Adding script to update time_spent to seconds from milliseconds #36398

jmkulwik · 2020-08-21T19:34:06Z

The time_spent field in the user_levels table has been recording time in milliseconds. This will cause time_spent to max out at ~25 days due to mysql's integer size. Instead we want to record time in seconds. This will cause time_spent to max out at ~68 years.

Recording time_spent was temporarily disabled by this pr so we can make this change on all existing UserLevel records.

Links

jira

Testing story

Reviewer Checklist:

Tests provide adequate coverage
Code is well-commented
New features are translatable or updates will not break translations
Relevant documentation has been added or updated
User impact is well-understood and desirable
Pull Request is labeled appropriately
Follow-up work items (including potential tech debt) are tracked and linked

clareconstantine · 2020-08-24T20:02:03Z

bin/oneoff/data_fix/time_spent_milliseconds_to_seconds

+# time_spent should be transformed as such
+# (time_spent.to_f/1000).ceil.to_i
+
+UserLevel.where("time_spent > ?", 0).where.not(time_spent: nil).each do |user_level|


One way to mitigate the impact of running this query on such a big table would be to use a method like find_each (info) that can be chained to a where, that gets the records in batches rather than trying to instantiate them all at once.
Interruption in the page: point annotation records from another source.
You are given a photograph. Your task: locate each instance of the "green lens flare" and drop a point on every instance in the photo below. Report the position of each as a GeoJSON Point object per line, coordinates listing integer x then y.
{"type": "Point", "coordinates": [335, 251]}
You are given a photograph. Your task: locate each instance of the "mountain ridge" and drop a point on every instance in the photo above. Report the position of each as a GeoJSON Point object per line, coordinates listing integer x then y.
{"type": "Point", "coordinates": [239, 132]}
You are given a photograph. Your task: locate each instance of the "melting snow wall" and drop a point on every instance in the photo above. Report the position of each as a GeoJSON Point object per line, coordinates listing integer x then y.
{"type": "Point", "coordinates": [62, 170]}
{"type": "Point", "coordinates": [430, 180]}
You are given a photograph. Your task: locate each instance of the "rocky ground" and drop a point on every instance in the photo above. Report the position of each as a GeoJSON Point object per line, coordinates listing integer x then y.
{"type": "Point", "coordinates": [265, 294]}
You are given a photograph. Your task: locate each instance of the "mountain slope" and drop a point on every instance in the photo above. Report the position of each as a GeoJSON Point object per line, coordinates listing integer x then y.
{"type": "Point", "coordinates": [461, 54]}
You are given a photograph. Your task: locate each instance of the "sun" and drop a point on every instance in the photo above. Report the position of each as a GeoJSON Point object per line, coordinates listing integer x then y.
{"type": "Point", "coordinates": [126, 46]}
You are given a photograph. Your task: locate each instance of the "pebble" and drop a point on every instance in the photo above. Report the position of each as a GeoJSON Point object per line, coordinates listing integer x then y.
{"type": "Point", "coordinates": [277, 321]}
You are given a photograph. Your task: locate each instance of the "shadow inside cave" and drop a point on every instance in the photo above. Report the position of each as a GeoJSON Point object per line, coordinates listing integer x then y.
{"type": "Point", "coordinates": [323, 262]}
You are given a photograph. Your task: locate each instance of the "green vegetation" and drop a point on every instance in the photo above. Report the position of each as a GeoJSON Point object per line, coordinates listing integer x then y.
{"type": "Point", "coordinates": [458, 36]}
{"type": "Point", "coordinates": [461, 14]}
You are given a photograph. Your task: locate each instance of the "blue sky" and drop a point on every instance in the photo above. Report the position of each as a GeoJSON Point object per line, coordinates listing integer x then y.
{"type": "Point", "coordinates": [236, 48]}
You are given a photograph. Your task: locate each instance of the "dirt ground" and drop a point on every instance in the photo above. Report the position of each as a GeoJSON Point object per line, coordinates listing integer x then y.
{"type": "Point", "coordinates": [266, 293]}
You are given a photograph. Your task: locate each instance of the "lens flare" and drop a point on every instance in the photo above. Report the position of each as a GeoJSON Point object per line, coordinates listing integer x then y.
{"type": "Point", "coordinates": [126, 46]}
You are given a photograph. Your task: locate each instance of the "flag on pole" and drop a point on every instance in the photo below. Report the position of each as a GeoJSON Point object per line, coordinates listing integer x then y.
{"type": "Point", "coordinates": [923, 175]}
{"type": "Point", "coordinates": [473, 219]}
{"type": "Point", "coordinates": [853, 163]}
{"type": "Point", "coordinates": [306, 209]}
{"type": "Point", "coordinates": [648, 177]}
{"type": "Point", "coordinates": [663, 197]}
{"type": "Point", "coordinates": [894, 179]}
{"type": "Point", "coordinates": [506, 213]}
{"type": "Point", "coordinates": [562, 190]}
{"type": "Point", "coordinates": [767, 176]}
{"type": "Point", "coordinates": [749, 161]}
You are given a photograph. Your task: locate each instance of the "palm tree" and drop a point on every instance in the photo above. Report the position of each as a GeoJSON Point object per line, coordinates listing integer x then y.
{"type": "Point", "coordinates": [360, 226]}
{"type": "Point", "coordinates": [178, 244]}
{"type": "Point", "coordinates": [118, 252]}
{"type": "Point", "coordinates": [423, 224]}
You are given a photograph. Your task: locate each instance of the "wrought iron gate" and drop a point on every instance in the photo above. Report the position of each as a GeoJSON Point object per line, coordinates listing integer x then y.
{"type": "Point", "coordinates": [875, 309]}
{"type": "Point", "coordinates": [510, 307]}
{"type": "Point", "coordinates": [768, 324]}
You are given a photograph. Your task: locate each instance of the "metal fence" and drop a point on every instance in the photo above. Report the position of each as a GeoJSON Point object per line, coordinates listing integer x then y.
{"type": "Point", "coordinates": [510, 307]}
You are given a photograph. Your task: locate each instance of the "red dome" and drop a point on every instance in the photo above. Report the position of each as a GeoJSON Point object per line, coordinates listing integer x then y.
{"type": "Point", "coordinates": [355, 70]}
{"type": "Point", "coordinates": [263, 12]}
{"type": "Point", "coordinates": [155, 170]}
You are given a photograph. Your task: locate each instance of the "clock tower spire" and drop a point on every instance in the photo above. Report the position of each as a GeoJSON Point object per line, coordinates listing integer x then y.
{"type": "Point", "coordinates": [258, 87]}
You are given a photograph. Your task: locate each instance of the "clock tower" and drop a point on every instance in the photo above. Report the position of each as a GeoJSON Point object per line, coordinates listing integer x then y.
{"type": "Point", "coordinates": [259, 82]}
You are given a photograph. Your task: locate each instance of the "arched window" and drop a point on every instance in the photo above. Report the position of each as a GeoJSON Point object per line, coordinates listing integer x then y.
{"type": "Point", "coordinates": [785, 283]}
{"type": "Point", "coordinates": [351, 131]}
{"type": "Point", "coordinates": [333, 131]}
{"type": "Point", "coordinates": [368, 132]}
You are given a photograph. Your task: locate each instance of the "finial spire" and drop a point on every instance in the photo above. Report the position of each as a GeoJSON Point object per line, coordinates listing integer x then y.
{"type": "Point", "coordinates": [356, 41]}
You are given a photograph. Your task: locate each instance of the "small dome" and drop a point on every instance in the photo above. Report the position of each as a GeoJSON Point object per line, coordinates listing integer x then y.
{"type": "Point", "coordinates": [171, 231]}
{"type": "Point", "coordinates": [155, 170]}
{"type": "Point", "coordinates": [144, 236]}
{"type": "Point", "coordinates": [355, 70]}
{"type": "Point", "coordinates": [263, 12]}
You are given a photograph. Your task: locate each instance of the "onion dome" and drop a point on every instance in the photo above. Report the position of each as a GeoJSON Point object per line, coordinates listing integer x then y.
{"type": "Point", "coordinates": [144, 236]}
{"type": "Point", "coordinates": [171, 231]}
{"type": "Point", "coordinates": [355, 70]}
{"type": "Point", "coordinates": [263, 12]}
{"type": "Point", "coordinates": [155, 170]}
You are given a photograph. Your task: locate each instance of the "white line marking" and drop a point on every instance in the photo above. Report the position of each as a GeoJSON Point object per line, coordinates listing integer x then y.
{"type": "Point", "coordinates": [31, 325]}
Additionally, it might make sense to do this in a transaction so that if something goes wrong, you won't end up in a state where some records are in seconds and other are in milliseconds. A good example is probably this script - although you would want all of your updates to happen in one transaction. That might negate the benefits of using find_each, though, depending on how transactions work.

clareconstantine

I like your approach! this seems like a great way to combine the transaction + batches :)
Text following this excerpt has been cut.